Le titre de ce blog est "regards". Regards sur le monde, regards sur les autres, sur les amis, sur les êtres qui marquent ma vie, sur les laissés pour compte anonymes qui meurent de notre indifférence et ne survivent que de notre regard.
Me trouvant dans un endroit aussi idyllique par ses paysages que passionnant par les individus qui le peuplent, je me suis donné toute licence – une fois n’est pas coutume - pour vous faire part de mes observations prises sur le vif, pour certaines, même, en même temps que j’écrivais ces lignes.
· Le Kéké sympa : toujours impeccablement vêtu, grand sportif, avec sur le front une paire de lunettes qui le font ressembler à une mouche active, le Kéké sympa en reste là et n’en rajoute pas. Mieux, quand on le connaît, sa conversation est agréable, le ton poli, le sourire naturel. Il est somme toute très fréquentable, avec un zeste de vulnérabilité le soir, après le deuxième verre d’Ouzo. La femme du Kéké sympa est généralement sympa, elle aussi, grande adepte de l’éveil musculaire le matin, de l’acqua-gym l’après-midi, du massage du soir.
· Le Kékékon : pathétique variante du Kéké sympa, le Kékékon ouvre grand sa gueule, connaît tous les sports sur le bout des arpions, et oublie de rentrer sa brioche quand il pense que personne ne le regarde. Il se croit irrésistible avec son bronzage à l’huile d’olive et son short de bain ajusté au-dessus duquel un début de bide retombe en goutte molle. Pendant que sa femme se coltine les mômes, il dragouille les copines de sa fille qui en gloussent par-devant et en rigolent par derrière. Il a horreur de perdre, surtout au tennis quand il t’annonce avant de jouer qu’il était 15/4 il y a pas longtemps et qu’il expédie en pleine déroute des balles gélatineuses qui vont se perdre dans le filet avec un floc de désespoir. En général, le femme du Kékékon le quitte quand elle en a marre d’être prise pour une boniche, un objet sexuel occasionnel, ou les deux. Celles qui restent sont soit des saintes, soit de redoutables stratèges, soit l’illustration que la Kékékonnerie peut être contagieuse.

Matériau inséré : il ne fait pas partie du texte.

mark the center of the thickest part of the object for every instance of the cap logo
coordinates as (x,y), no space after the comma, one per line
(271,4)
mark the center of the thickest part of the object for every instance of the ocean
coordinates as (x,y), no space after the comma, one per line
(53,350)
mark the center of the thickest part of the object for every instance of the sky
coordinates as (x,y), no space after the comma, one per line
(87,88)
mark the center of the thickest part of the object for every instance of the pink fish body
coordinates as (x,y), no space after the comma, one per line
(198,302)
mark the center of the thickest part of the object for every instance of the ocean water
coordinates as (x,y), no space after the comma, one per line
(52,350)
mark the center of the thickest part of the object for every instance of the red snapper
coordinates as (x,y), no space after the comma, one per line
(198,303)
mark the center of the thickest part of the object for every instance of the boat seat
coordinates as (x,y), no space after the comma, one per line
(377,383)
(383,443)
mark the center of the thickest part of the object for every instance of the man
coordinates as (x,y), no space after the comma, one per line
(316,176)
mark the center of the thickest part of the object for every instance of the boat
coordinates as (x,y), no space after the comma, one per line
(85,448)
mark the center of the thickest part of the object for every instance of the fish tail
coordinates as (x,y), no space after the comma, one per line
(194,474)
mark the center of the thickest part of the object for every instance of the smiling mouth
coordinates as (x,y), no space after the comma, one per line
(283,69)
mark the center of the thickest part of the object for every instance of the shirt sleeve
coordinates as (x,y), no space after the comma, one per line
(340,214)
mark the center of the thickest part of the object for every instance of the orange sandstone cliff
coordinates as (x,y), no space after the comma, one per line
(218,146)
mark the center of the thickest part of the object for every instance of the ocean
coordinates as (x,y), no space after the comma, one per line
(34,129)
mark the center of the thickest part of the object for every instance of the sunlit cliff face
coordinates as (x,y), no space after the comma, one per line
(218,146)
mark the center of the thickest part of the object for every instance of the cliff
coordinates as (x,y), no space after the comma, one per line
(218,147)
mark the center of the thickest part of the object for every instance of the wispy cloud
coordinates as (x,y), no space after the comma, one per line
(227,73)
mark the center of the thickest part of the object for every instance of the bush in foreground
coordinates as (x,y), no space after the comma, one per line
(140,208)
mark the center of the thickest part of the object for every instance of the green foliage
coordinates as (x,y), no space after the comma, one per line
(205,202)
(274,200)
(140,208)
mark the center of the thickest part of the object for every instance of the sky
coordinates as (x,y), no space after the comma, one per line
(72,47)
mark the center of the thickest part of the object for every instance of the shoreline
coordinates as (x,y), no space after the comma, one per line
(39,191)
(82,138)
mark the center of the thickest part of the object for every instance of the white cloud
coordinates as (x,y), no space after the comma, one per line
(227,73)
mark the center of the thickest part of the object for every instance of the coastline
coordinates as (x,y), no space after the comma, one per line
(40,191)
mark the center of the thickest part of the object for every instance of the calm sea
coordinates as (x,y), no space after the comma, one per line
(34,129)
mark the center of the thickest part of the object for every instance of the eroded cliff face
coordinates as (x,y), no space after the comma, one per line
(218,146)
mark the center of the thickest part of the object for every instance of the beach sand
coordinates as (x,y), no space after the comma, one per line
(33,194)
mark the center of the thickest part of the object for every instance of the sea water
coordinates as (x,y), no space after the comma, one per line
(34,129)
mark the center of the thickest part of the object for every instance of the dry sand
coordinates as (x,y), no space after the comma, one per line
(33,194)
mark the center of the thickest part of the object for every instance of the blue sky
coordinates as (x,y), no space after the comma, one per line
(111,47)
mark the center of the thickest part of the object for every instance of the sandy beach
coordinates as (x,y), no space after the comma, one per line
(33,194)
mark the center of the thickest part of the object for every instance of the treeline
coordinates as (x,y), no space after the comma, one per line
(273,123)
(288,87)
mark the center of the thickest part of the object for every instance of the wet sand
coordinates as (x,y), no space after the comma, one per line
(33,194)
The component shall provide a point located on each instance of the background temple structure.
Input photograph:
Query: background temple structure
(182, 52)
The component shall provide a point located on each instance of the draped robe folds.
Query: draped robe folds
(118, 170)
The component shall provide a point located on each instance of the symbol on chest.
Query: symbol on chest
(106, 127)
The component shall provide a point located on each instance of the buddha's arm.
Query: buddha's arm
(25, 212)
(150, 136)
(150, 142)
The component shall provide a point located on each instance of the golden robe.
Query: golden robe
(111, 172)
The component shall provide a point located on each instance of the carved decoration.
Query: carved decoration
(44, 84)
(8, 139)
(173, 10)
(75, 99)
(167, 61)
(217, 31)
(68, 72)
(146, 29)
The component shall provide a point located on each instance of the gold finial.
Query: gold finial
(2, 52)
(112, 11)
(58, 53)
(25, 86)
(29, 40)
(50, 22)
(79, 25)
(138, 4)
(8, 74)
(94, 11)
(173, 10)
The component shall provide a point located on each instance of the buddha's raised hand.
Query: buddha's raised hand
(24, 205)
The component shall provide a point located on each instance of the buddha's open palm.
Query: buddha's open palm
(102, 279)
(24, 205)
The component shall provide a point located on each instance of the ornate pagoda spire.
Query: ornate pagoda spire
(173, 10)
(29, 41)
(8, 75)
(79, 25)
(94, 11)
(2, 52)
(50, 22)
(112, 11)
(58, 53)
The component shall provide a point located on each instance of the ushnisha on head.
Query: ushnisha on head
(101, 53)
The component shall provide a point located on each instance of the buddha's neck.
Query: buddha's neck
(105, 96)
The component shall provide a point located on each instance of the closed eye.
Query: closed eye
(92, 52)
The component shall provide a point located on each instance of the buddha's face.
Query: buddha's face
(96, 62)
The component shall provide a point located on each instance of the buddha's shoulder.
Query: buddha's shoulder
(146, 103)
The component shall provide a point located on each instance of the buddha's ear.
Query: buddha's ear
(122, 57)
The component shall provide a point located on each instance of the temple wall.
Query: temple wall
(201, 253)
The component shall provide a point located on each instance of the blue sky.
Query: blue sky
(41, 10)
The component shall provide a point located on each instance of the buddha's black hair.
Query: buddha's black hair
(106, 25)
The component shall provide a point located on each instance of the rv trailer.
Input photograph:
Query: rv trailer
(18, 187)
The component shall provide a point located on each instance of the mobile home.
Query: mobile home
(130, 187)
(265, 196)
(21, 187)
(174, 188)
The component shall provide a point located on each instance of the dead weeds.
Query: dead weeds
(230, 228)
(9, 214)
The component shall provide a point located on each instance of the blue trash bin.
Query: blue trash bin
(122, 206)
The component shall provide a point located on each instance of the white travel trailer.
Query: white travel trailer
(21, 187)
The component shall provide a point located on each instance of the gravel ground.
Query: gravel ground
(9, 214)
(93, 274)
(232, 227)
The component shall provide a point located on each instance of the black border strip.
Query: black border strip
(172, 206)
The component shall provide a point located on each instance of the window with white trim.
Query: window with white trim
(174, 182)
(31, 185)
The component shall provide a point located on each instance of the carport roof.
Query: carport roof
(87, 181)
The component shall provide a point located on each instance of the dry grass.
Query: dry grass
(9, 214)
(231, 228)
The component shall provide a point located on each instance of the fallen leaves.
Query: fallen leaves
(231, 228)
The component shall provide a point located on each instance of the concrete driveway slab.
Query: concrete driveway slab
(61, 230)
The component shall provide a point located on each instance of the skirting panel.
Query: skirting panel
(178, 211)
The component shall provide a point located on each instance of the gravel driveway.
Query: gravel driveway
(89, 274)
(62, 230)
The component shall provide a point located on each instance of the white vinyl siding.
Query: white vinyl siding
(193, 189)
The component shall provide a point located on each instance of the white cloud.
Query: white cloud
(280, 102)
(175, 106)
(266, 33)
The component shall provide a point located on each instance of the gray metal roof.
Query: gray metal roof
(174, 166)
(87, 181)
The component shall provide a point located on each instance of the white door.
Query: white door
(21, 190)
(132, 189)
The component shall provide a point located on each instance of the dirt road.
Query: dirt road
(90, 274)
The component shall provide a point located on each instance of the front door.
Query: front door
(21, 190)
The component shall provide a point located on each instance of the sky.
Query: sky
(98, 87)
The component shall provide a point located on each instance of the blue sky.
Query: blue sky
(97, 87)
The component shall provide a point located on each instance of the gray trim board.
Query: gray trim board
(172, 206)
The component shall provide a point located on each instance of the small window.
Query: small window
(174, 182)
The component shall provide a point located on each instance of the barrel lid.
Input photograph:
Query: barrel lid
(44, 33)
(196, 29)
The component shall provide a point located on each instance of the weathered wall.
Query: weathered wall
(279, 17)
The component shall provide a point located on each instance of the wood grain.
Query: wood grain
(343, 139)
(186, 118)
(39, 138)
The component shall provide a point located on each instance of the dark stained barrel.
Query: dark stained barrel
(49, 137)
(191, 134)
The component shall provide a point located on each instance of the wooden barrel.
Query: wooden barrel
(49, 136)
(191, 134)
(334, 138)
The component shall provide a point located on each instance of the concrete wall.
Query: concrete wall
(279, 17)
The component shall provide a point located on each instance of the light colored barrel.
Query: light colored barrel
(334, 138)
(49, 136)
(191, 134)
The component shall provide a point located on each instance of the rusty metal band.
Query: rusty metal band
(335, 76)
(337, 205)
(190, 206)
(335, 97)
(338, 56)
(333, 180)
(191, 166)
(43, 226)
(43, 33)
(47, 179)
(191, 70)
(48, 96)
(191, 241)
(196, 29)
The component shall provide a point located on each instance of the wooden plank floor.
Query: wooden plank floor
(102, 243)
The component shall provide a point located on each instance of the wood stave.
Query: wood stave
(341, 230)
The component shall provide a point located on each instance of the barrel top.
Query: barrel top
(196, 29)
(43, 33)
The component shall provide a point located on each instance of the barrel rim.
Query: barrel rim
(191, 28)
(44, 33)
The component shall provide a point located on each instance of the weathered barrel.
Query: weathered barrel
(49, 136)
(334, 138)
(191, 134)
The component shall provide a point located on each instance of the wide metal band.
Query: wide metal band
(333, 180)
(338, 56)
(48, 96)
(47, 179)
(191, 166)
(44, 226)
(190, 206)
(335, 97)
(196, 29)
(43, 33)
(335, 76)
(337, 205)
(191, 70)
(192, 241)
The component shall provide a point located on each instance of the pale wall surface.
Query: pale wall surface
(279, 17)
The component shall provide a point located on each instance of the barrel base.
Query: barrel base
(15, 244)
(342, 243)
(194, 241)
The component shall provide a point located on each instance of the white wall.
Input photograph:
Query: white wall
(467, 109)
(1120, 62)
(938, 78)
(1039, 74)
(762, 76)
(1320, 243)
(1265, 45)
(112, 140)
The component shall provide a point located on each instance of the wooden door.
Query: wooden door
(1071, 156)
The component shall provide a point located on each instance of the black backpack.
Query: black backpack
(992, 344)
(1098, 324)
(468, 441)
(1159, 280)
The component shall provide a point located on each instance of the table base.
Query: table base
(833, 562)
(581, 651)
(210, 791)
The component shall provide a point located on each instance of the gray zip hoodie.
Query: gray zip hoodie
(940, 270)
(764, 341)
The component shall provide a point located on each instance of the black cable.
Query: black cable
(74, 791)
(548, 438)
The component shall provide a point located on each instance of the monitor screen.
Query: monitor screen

· La Starpouette : la Starpouette, ou Starlette sur le retour a une sainte hantise de paraître son age. Elle dévalise Pimkie en faisant croire qu’elle équipe sa fille et se hâte d’exhiber sur la plage une paire de seins en détresse avant qu’ils ne ressemblent à deux gants de toilette immontrables. La Starpouette n’accorde aucun regard à ceux qui l’entourent. Ses yeux se noient dans les volutes de la Dunhill qu’elle fume de temps à autre, un coup sur le dos, un coup sur le ventre, en tapotant de son index parfaitement manucuré la cendre dans un gobelet de café vide. Elle lit des romans dont l’épaisseur permet de la situer parmi l’élite des lectrices et elle ne cracherait pas sur l’animateur de tennis. Seulement, pour avoir une chance, il faudrait qu’elle joue et, franchement, ça la fatigue.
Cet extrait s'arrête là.